The issue has arisen in recent Second Amendment litigation of whether plaintiffs' challenges to restrictions are cognizable facially or only as-applied. On June 25, the question arose at the Second Circuit's oral argument in Christian v. James, 25-384-cv, an appeal of the district court's upholding of New York's ban on firearms in public parks. Referring to a prior precedent, the district court wrote: "In Antonyuk, the Second Circuit rejected the plaintiffs' facial challenge on the parks' issue, but recognized a potential distinction between urban and rural parks – to be decided, presumably, on an as-applied challenge."
Like other jurisdictions, New York relies on the Supreme Court's statement in United States v. Salerno (1987) that "A facial challenge to a legislative Act is, of course, the most difficult challenge to mount successfully, since the challenger must establish that no set of circumstances exists under which the Act would be valid." Tony Salerno was the "boss" of the Genovese crime family who participated in murder conspiracies. He thus couldn't exactly challenge the Bail Reform Act as applied himself.
In Christian, New York's attorney argued that "if 99% of a law is unconstitutional, but is 1% ok," it is valid because it has a constitutional application. But the question is whether the law at issue, not some other actual or theoretical law, can be constitutionally applied based upon the historical record supplied by the government. Indeed, that is the principle that synthesizes the Supreme Court's decisions in Heller and Rahimi.
In Heller, the Supreme Court held that the District of Columbia's ban on possession of handguns was facially unconstitutional under the Second Amendment. The Supreme Court confirmed in City of Los Angeles v. Patel (2015) that Heller involved a "facial challenge[ ]." And Heller declared D.C.'s ban facially unconstitutional despite the Court's dicta that a ban on possession of machine guns—presumably including fully automatic handguns—would be permissible. The Court did not reject Mr. Heller's facial claim because D.C. may have been able to ban a subset of handguns through a more targeted statute.

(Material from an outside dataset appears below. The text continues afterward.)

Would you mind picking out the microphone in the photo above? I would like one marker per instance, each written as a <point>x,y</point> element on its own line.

Under Heller, then, the fact that New York (for the sake of argument) may be able constitutionally to ban the possession of firearms in urban parks does not save from facial invalidity New York's ban on the possession of firearms in all parks, any more than D.C.'s presumed ability to ban fully automatic handguns saved from facial invalidity its attempt to ban all handguns.
Rahimi superficially appears to complicate the analysis, as there the Supreme Court invoked Salerno and held that the federal statute banning possession of firearms by a person subject to a domestic violence restraining order is constitutional at least with respect to persons who were determined to pose a threat of physical violence to another and therefore is not facially unconstitutional. But, critically, the statute at issue in Rahimi, 18 U.S.C. § 922(g)(8)(C), did not just happen to sweep up persons against whom such findings had been made, but instead specifically applied to persons subject to two different types of orders: (i) those including "a finding that such person represents a credible threat to the physical safety of [an] intimate partner or child," as well as (ii) those that simply "explicitly prohibit[ ] the use, attempted use, or threatened use of physical force against [an] intimate partner or child that would reasonably be expected to cause bodily injury." As Rahimi held, "the Government offers ample evidence that the Second Amendment permits the disarmament of individuals who pose a credible threat to the physical safety of others." Thus, since subparagraph (i) was consistent with this principle, the Court could uphold Section 922(g)(8) facially without determining whether the statute would be constitutional as applied to orders that satisfied only subparagraph (ii).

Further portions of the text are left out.